In opposition, Defendant argues although the Appellate Division, First Department, has held in the matter of Becerra v. Promenade Apts. Inc., 126 A.D.3d 557, 6 N.Y.S.3d 42 (1st Dep't 2015) that 12 NYCRR §23-1.5(c)(3) is specific enough to support a Labor Law §241(6) claim, the Appellate Division, Second Department, in the matter of Opalinski v. City of NY, 164 A.D.3d 1354,84 N.Y.S.3d 499 (2d Dep't 2018) has held that it is not. Thus, Defendant contends that this court should follow the holding in Opalinski and find that the subject Industrial Code is too broad to impose liability under Labor Law §241 (6).
In addition, Defendant posits that it did not violate 12 NYCRR §23-1.5(c)(3). It takes the position that the grinder was not damaged but rather modified for Defendant's use, therefore, it was not under any obligation to affix a guard or remove the grinder from use. Lastly, Defendant contends that because it did not have any prior notice that the grinder lacked a guard, Plaintiff failed to meet his prima facie burden.

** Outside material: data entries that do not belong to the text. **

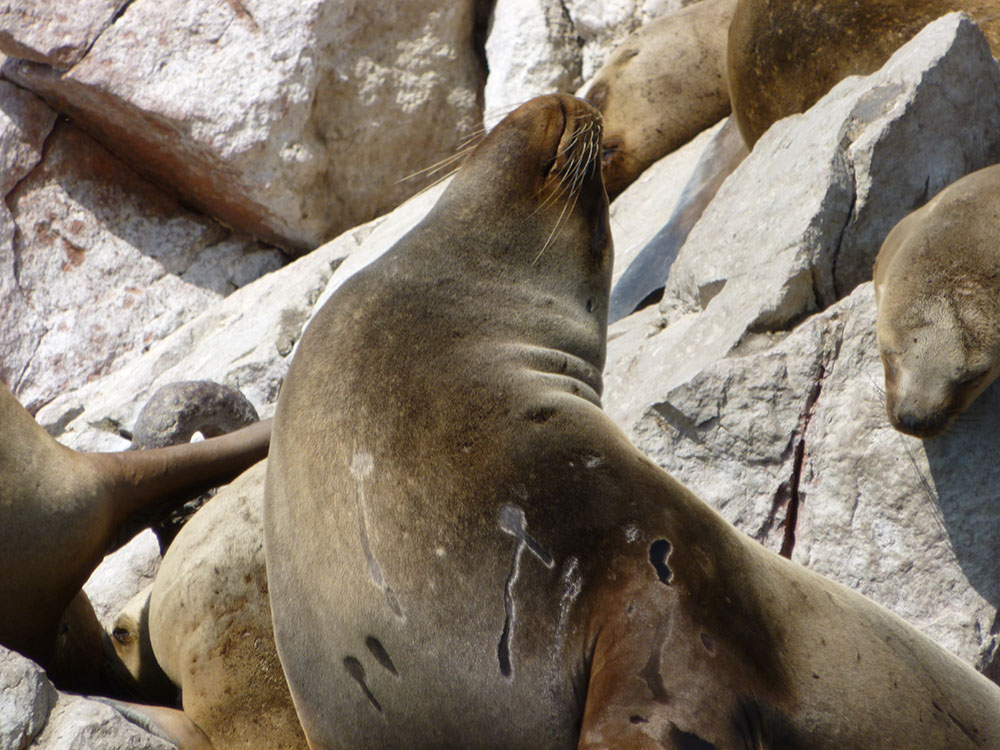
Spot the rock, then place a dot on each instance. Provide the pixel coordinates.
(77, 724)
(26, 698)
(244, 341)
(801, 219)
(531, 50)
(56, 35)
(779, 423)
(179, 410)
(103, 263)
(122, 575)
(290, 122)
(771, 246)
(913, 524)
(25, 123)
(604, 25)
(638, 213)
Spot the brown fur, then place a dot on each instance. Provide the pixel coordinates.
(784, 55)
(661, 87)
(210, 625)
(464, 551)
(60, 511)
(937, 286)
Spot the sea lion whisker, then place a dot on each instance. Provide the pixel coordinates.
(444, 163)
(568, 206)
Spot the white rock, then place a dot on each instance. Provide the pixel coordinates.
(785, 433)
(801, 219)
(605, 24)
(244, 341)
(913, 524)
(289, 121)
(80, 724)
(121, 575)
(531, 50)
(769, 247)
(102, 264)
(58, 34)
(26, 697)
(638, 213)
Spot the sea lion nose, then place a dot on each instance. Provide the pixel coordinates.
(920, 425)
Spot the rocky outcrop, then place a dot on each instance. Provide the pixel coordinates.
(289, 122)
(779, 423)
(757, 383)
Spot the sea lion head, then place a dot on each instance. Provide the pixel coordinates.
(937, 330)
(533, 187)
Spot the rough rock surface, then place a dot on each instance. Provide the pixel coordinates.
(602, 26)
(243, 341)
(785, 433)
(56, 34)
(289, 121)
(122, 575)
(758, 385)
(531, 50)
(26, 698)
(76, 723)
(103, 264)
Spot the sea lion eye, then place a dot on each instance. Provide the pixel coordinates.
(122, 635)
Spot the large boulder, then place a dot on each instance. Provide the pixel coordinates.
(288, 121)
(779, 423)
(244, 341)
(103, 263)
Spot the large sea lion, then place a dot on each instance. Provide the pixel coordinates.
(210, 625)
(661, 87)
(60, 510)
(784, 55)
(464, 551)
(937, 287)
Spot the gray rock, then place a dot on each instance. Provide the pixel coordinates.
(801, 219)
(780, 424)
(102, 264)
(80, 724)
(26, 698)
(531, 50)
(55, 34)
(243, 341)
(289, 121)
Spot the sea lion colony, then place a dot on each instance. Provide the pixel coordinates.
(580, 594)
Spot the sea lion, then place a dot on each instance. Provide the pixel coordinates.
(210, 624)
(61, 509)
(784, 55)
(661, 87)
(937, 287)
(130, 641)
(464, 551)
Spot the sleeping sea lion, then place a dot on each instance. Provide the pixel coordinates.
(464, 551)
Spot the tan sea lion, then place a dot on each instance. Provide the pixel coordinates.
(784, 55)
(61, 509)
(661, 87)
(210, 624)
(937, 287)
(464, 551)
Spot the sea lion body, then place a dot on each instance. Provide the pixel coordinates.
(937, 287)
(661, 87)
(464, 551)
(60, 511)
(784, 55)
(210, 624)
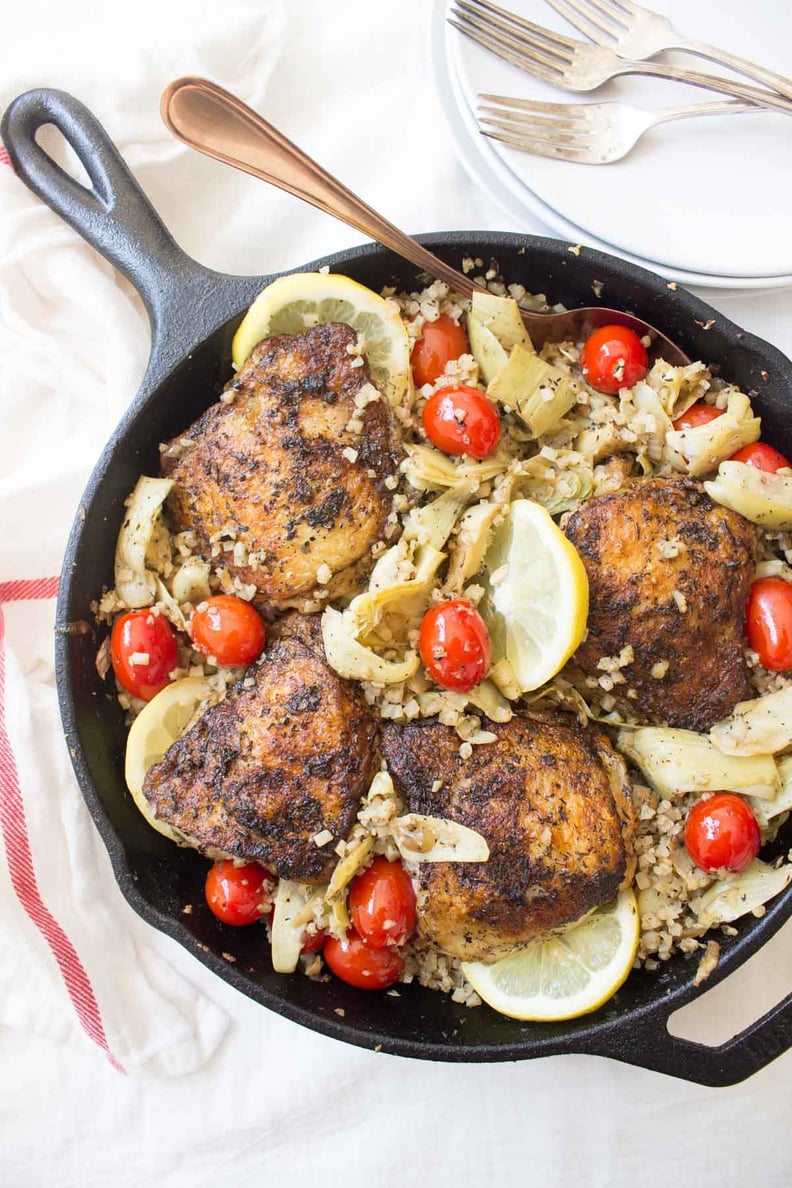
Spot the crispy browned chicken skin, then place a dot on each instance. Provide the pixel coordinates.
(271, 465)
(273, 764)
(553, 804)
(669, 574)
(639, 545)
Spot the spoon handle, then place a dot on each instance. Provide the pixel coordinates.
(214, 121)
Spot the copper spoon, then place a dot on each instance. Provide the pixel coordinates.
(204, 117)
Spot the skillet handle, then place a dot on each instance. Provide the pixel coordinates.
(650, 1044)
(114, 215)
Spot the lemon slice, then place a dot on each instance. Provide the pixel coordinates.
(564, 975)
(302, 299)
(156, 727)
(537, 595)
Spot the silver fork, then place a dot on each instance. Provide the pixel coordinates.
(587, 133)
(577, 65)
(635, 32)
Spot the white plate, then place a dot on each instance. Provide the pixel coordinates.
(659, 207)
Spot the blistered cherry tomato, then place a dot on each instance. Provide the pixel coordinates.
(698, 414)
(768, 623)
(614, 358)
(722, 833)
(455, 645)
(382, 903)
(312, 942)
(441, 341)
(462, 421)
(228, 629)
(144, 652)
(239, 895)
(360, 964)
(761, 456)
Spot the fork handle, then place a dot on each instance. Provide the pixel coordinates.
(710, 82)
(734, 62)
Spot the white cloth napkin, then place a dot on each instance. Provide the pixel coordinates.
(75, 962)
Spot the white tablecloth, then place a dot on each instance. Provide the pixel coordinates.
(350, 83)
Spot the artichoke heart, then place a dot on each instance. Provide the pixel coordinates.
(678, 387)
(701, 449)
(143, 545)
(428, 469)
(761, 497)
(352, 659)
(761, 726)
(677, 762)
(730, 898)
(501, 316)
(537, 391)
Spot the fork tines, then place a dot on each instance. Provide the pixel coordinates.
(530, 46)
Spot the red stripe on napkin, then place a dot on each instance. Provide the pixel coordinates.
(18, 852)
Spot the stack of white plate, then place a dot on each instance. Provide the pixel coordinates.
(705, 202)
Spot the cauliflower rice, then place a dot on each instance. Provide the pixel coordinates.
(599, 443)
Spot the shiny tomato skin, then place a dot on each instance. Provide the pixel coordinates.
(614, 358)
(441, 341)
(455, 645)
(698, 414)
(462, 419)
(768, 623)
(144, 633)
(382, 903)
(722, 833)
(228, 629)
(361, 965)
(236, 895)
(761, 456)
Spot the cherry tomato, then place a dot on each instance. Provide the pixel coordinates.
(762, 457)
(455, 645)
(698, 414)
(382, 903)
(239, 895)
(144, 652)
(614, 358)
(312, 942)
(441, 341)
(768, 623)
(722, 832)
(360, 964)
(462, 421)
(228, 629)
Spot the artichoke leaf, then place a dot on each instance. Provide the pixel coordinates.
(677, 762)
(762, 498)
(143, 543)
(701, 450)
(761, 726)
(730, 898)
(352, 659)
(486, 349)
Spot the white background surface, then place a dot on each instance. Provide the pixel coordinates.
(276, 1103)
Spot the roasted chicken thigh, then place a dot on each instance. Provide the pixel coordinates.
(286, 754)
(669, 577)
(553, 804)
(292, 468)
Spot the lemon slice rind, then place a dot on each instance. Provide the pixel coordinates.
(565, 975)
(298, 301)
(156, 727)
(538, 608)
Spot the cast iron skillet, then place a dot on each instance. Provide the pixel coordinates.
(194, 314)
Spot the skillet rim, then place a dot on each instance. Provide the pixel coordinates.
(602, 1036)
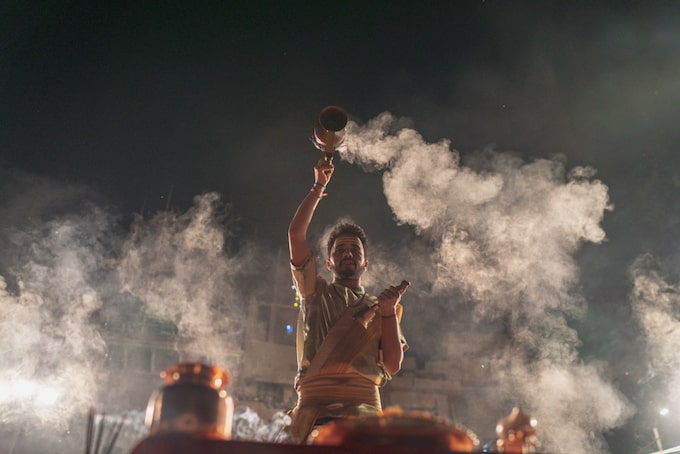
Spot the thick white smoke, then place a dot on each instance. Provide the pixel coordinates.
(504, 232)
(72, 280)
(177, 264)
(53, 356)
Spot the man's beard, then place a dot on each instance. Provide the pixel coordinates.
(348, 272)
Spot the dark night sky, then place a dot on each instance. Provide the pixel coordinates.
(139, 104)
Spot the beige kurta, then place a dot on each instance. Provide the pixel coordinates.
(329, 390)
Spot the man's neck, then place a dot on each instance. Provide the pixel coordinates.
(351, 283)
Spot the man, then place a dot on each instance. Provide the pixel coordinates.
(349, 344)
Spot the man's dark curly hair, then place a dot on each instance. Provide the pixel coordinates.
(347, 228)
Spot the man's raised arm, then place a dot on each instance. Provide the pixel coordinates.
(297, 230)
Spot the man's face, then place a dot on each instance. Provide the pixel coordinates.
(347, 257)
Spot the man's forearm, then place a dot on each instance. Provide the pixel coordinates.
(297, 230)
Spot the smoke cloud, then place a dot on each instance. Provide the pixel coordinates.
(656, 306)
(503, 232)
(177, 264)
(74, 284)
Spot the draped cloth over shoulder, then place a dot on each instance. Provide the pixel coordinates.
(340, 368)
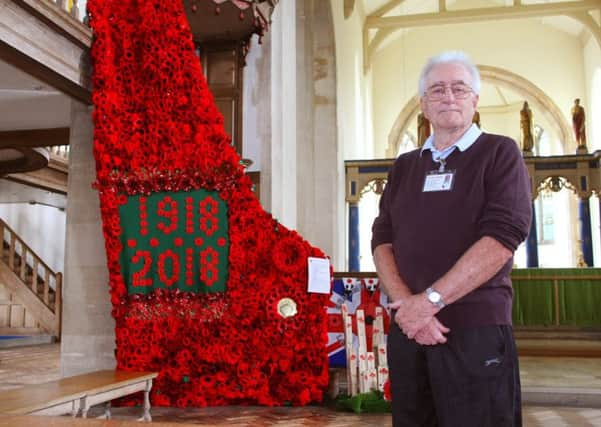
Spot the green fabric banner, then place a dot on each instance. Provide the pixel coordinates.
(557, 297)
(175, 240)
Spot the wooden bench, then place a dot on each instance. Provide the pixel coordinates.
(76, 394)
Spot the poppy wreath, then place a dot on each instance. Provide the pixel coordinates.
(197, 268)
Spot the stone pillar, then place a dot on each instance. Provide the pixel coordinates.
(532, 242)
(586, 241)
(88, 339)
(283, 161)
(353, 231)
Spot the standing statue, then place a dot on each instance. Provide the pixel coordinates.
(423, 129)
(578, 124)
(526, 126)
(476, 118)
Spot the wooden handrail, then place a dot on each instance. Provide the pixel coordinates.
(32, 271)
(546, 279)
(59, 151)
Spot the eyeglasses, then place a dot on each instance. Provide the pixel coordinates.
(459, 91)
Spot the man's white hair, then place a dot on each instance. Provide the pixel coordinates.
(450, 57)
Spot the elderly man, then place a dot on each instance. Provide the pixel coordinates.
(451, 216)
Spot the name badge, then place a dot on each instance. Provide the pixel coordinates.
(439, 181)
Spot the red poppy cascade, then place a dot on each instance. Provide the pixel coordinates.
(197, 268)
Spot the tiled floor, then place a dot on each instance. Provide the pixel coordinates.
(31, 365)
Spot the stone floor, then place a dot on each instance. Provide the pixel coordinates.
(546, 381)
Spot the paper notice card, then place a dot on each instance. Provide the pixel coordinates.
(319, 275)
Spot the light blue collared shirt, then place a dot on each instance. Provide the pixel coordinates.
(467, 139)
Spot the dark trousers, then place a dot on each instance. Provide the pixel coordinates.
(471, 380)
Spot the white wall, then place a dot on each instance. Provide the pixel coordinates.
(592, 97)
(353, 94)
(520, 46)
(354, 117)
(42, 228)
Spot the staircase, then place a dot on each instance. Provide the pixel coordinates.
(32, 291)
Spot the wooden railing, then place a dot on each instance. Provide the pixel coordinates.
(34, 283)
(72, 10)
(546, 298)
(59, 152)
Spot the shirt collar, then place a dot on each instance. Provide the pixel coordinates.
(467, 139)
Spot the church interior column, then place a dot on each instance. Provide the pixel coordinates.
(586, 241)
(353, 253)
(532, 242)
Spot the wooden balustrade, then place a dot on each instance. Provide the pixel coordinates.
(552, 298)
(60, 152)
(72, 10)
(42, 282)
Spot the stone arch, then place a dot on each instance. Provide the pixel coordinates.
(504, 78)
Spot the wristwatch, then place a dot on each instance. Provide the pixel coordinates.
(435, 298)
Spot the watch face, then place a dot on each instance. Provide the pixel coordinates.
(434, 297)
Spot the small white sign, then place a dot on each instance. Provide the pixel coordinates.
(319, 275)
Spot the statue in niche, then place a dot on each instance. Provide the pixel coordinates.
(526, 126)
(476, 119)
(578, 124)
(423, 129)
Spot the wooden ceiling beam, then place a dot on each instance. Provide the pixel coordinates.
(34, 138)
(387, 8)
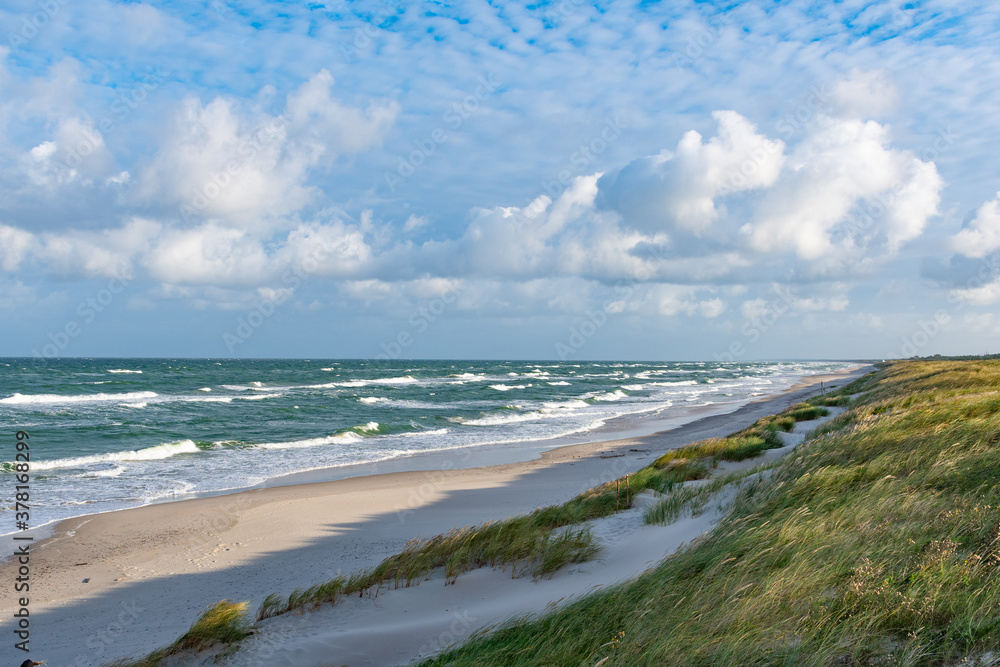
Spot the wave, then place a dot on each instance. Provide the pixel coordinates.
(339, 439)
(500, 419)
(440, 431)
(615, 395)
(574, 404)
(678, 383)
(155, 453)
(48, 399)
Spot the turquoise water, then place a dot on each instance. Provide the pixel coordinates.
(114, 433)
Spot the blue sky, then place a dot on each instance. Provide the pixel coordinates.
(684, 180)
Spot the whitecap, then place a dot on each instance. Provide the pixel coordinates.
(46, 399)
(157, 452)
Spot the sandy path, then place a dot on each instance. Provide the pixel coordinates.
(399, 626)
(153, 569)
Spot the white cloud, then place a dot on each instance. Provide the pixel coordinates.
(241, 166)
(864, 94)
(677, 190)
(982, 236)
(846, 188)
(983, 295)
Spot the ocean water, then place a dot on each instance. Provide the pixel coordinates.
(113, 433)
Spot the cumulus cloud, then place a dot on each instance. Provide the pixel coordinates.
(982, 236)
(846, 188)
(677, 190)
(239, 165)
(865, 94)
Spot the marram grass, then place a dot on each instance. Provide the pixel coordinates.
(225, 623)
(876, 543)
(541, 542)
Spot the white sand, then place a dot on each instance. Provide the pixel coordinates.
(399, 626)
(152, 570)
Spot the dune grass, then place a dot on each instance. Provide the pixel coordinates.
(539, 543)
(223, 623)
(878, 543)
(527, 545)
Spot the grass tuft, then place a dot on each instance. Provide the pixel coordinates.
(224, 623)
(878, 543)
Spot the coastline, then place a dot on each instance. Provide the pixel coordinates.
(225, 545)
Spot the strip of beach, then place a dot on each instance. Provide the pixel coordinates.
(123, 583)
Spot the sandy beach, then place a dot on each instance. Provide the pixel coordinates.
(123, 583)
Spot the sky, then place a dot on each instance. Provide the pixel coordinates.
(487, 180)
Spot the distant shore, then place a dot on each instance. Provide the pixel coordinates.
(173, 559)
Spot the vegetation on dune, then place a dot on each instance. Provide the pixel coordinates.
(224, 623)
(538, 543)
(877, 543)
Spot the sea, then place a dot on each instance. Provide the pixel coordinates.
(108, 434)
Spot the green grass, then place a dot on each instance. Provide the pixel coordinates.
(527, 545)
(224, 623)
(536, 544)
(877, 543)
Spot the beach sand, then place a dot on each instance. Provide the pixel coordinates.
(152, 570)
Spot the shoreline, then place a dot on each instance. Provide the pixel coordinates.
(175, 558)
(622, 427)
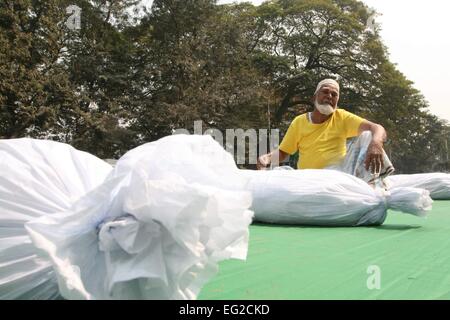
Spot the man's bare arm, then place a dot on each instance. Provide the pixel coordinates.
(265, 160)
(374, 157)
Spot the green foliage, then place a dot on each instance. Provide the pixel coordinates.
(119, 82)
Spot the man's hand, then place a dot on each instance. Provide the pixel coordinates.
(374, 157)
(263, 161)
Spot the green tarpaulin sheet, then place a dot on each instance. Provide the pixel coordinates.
(405, 258)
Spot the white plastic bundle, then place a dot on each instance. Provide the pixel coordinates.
(327, 198)
(37, 178)
(154, 228)
(438, 184)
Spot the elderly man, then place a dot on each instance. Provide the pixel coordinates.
(320, 137)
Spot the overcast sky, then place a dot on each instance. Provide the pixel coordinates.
(417, 34)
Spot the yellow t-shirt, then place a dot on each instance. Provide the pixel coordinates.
(320, 145)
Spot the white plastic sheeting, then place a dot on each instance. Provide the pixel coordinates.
(327, 198)
(438, 184)
(154, 227)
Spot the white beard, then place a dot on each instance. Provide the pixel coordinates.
(324, 109)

This court finds that it is bound by precedent from the Appellate Division, First Department, therefore, it is constrained to follow the holding in Becerra. Consequently, this court finds that 12 NYCRR §23-1.5(3) is sufficiently specific to constitute a proper predicate under Labor Law §241(6). Moreover, this court is unpersuaded by Defendant's argument that it did not violate 12 NYCRR §23-1.5(3). Although the grinder was not damaged Defendant had an obligation to ensure the grinder was properly safeguarded regardless if it was "damaged" or not. See Becerra 126 A.D. at 557, 6 N.Y.S. at 44.
Lastly, this court rejects Defendant's argument concerning lack of notice. "Since an owner or general contractor's vicarious liability under [Labor Law] section 241(6) is not dependent on its personal capability to prevent or cure a dangerous condition, the absence of actual or constructive notice sufficient to prevent or cure ... [is] irrelevant to the imposition of Labor Law §241(6) liability." Gallina v. Mta Capital Constr. Co., 193 A.D.3d 414, 146 N.Y.S.3d 244 (1st Dep't 2021); see also Rizzuto v. LA. Wenger Contr. Co., 91 N.Y.2d 343, 693 N.E.2d 1068, 670 N.Y.S.2d 816 (1998).
Accordingly, it is
ORDERED, that Plaintiffs summary judgment motion seeking judgment as to liability on his Labor Law §241(6) claim is granted.
This constitutes the decision and order of the court.